A country preparedness and response plan (CPRP) to facilitate a coordinated response to COVID-19 was launched in April, by the Government with support from the World Health Organization (WHO) and other humanitarian agencies.
World Vision is actively represented in two of the eight COVID-19 response pillars; these are: the Risk Communication and Community Engagement (RCCE), and the Infection Prevention and Control (IPC) pillars.
Martin Mutisya, is World Vision's Sudan WASH Programme Manager, currently based in the capital Khartoum. Since mid-March Mutisya has been participating in activities linked to the two pillars, and in WASH clusters. “Each week we meet virtually to review progress, emerging trends, challenges, draw lessons and chart the way forward.”, he says.
The RCCE pillar led by UNICEF is responsible for coordinating the development of key messages in line with what needs to be communicated about COVID-19.
“These virtual meetings bring together like-minded organisations and are a great example of how agencies are working together- despite the current prevailing challenges to deliver a coordinated response to address COVID-19 needs. They contribute to informing some of the plans we have,” Jimmy Nadapdap, World Vision's Operations Director for Sudan explains.
Additionally, since the beginning of the COVID-19 response in March, World Vision has been supporting risk communication activities in East Darfur, South Darfur, Blue Nile and South Kordofan. With the support of local Partners and trained health workers, an estimated 200,000 people have been reached with messages on COVID-19 risks broadcasted through community radios, mosques, and megaphones mounted on mobile vehicles.
COVID-19 messages have also been disseminated through printed information, education and communication materials distributed to the public, or pinned on walls in public places.
Bridging the knowledge and practice gap
The risk awareness campaigns have been helpful in increasing the public’s awareness levels on COVID-19 as well as contributing to the efforts to reduce the spread of the virus, according to Mutisya.
But one thing worries him.
“One thing I have been reflecting on is how to better achieve the desired behaviour change," Mutisya says.
“I think the biggest gap right now is not that people don't have the knowledge about COVID-19, what happens if they contract the virus, or what to do when they contract it,” he quips. While there might still be knowledge gaps especially in remote areas, what especially worries me now is the practice of the knowledge and behaviours being promoted,” he states.
A number of factors are hindering the practice of knowledge being shared, attitudes and behaviour change. “COVID-19 came with a heavy economic, emotional and social burden that disrupted the day-to-day lives of people, and I imagine this has contributed to people’s attitudes and behaviours,” Mutisya further observes.
Afaf Fadl, World Vision's Health and Nutrition Focal Point for the COVID-19 Emergency Response in Sudan, also represents World Vision in the health clusters led by WHO. She thinks that some of the containment measures to curb the spread of the virus such as social distancing and stay-at-home might have been perceived as unusual by most Sudanese.
“There is also the fact that some families live in spaces that are either too small or too crowded; which makes physical or social distancing particularly challenging,” she adds. “But let’s remember that this is behaviour which takes some time to adapt."
"I remain hopeful.
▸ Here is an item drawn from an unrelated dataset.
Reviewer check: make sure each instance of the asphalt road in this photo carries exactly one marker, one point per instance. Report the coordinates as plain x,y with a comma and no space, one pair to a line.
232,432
We continue to do our best to address some of the gaps between knowledge and practice. World Vision is promoting and reinforcing preventive behaviour practices in project sites, including food distribution sites and among our staff in the offices. ”
World Vision is continuously engaging with trusted community influencers such as faith leaders to support our efforts in promoting both mindset and behaviour change. “We are working together to debunk myths, rumours and misinformation about COVID-19, so that people receive the right messages as intended, understand them, and take appropriate action,” Mutisya explains.
We are also focusing more on positive messages that persuade and encourage the public to do the right thing for their best interest, and that of their families and communities, as opposed to focusing on the rules.
More on World Vision's response to COVID-19 in Sudan
World Vision supports a dozen of primary healthcare clinics in South Darfur, South Kordofan, Blue Nile and East Darfur, to continue providing essential healthcare services while scaling up to respond to COVID-19 needs.
These services are available for the most vulnerable groups such as internally displaced persons and refugees. Watch this video by our Partner UNICEF to see some of World Vision's COVID-19 response in a clinic providing services to refugees.
The continued spread of COVID-19 in Sudan has also put a strain on many families’ livelihoods. World Vision continues to provide food and cash-based assistance to target households, in partnership with the World Food Programme, to cushion households from the effects of the pandemic.